There are many tools out there offering easy ways to pull together a variety of data from disparate sources and create unique visualizations. The charts are very, very pretty. However, in the age of modern data (NoSQL, JSON) these “pretty” charts can be wildly inaccurate. Sorry cloud analytics companies, close your eyes because I’m about to throw you under the bus.
ETL and data mapping for modern data = Satan
There, I said it. ETL has been around longer than I’ve been alive. And it was great. Until it wasn’t. Let’s look at the standard workflow for cloud analytics providers:
- Pull data out of NoSQL datastore (like MongoDB).
- Send it to something like Redshift, Google BigQuery and others.
- Map it to your relational schema making arbitrary decisions on what counts as schema
- Execute some analytics in the warehouse (Redshift, GBQ) and suck back the rest to some blackbox in memory store provided by the analytics provider
- Create pretty, albeit probably inaccurate charts.

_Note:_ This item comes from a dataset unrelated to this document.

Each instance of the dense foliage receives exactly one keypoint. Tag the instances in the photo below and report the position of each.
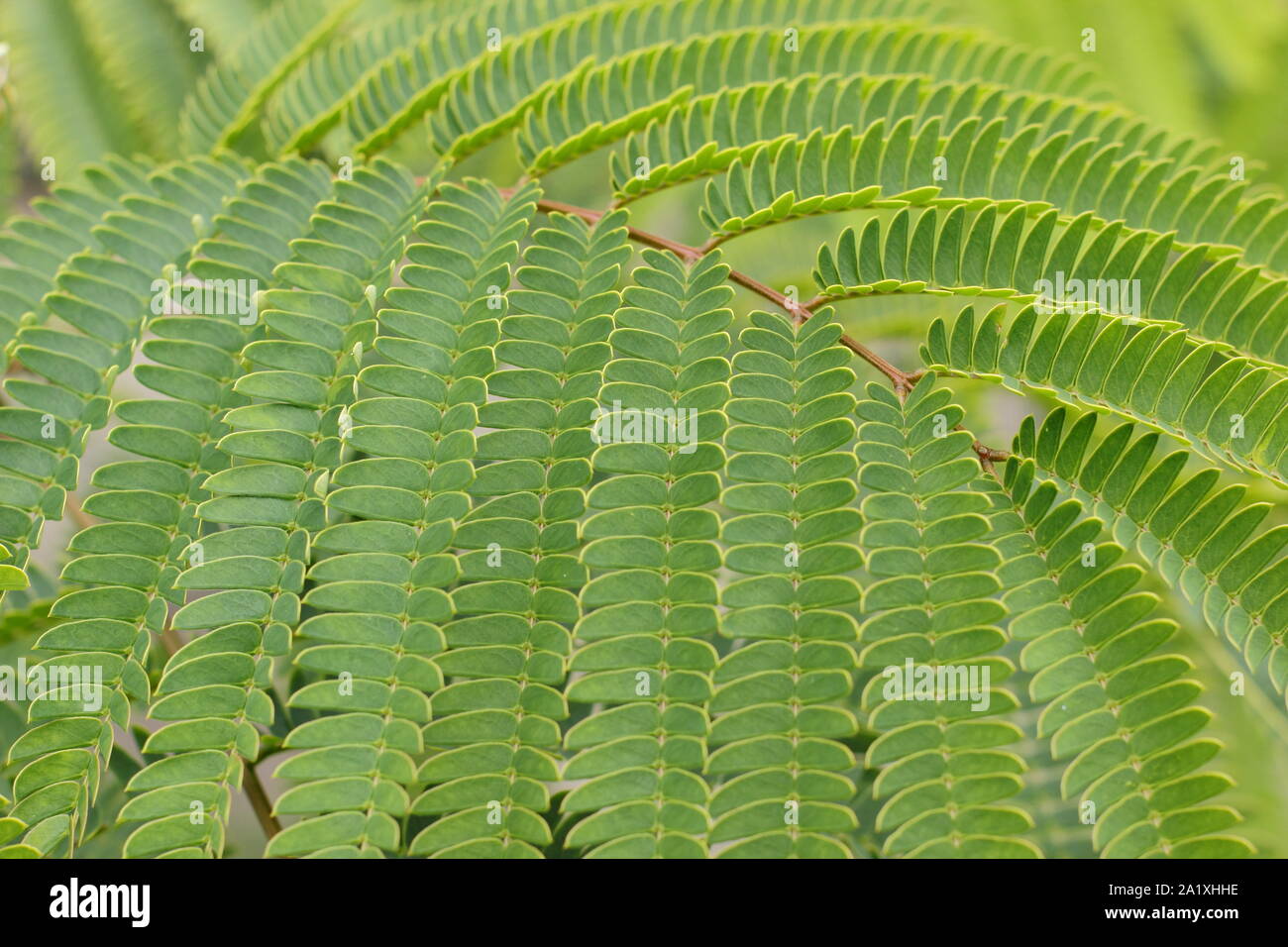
(482, 525)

That’s ETL/Data mapping at its pinnacle. Er, I should say its nadir… What are we getting out of this process? See the picture up top? The photocopy of Mona Lisa? That’s the right metaphor. You invested in NoSQL for a good reason: it captures something that your relational dbs don’t. Complexity. Texture. Dynamism. Variability. So then why do you send your beautiful data through the meatgrinder? It’s simply not the same data you had in the beginning.
See, ETL’s “relationalizing” nature is a BIG problem.
The truth is everyone has been looking at the low-fi version of Mona and thinking they’re looking at the left side. Just. Say. No. Relocation also cuts your data off at the source. Once you move your data – it’s like cutting flowers. You can get them into a nice vase for a few days but after that they’re decaying. Well, you might blame me for having come down with 20/20 vision when I’m looking backwards over 30 years of database development… Not true. My vision is 20/20 because we committed ourselves to figuring out how to “push down” analytics to the data, as it actually exists, IN your DB! – “Hey, ETL, thanks for all your years of hard work…” – and it works.
So, think about this alternative NoSQL analytics workflow.
- Connect SlamData to your source.
- Query to your heart’s content: Look, find, discover, explore and more (On live data. Leaving the data right where it is).
It’s like one day realizing you can actually breath under water or maybe walk on water. It’s no miracle, it’s just multidimensional relational algebra, also known as the SlamData “secret sauce”.
Final Notes If you’re sticking up for Data Warehouses because they deliver on bringing disparate datasets together in one common place, well we have that solved too. It’s called SQL². SQL is the lingua franca of databases. SQL² is a small set of adaptations for SQL to make it work across any NoSQL datastore. We call it query federation and we’re excited to start talking about it soon. In the meantime, ask yourself: “Am I looking at the photocopy of the MonaLisa or the real thing?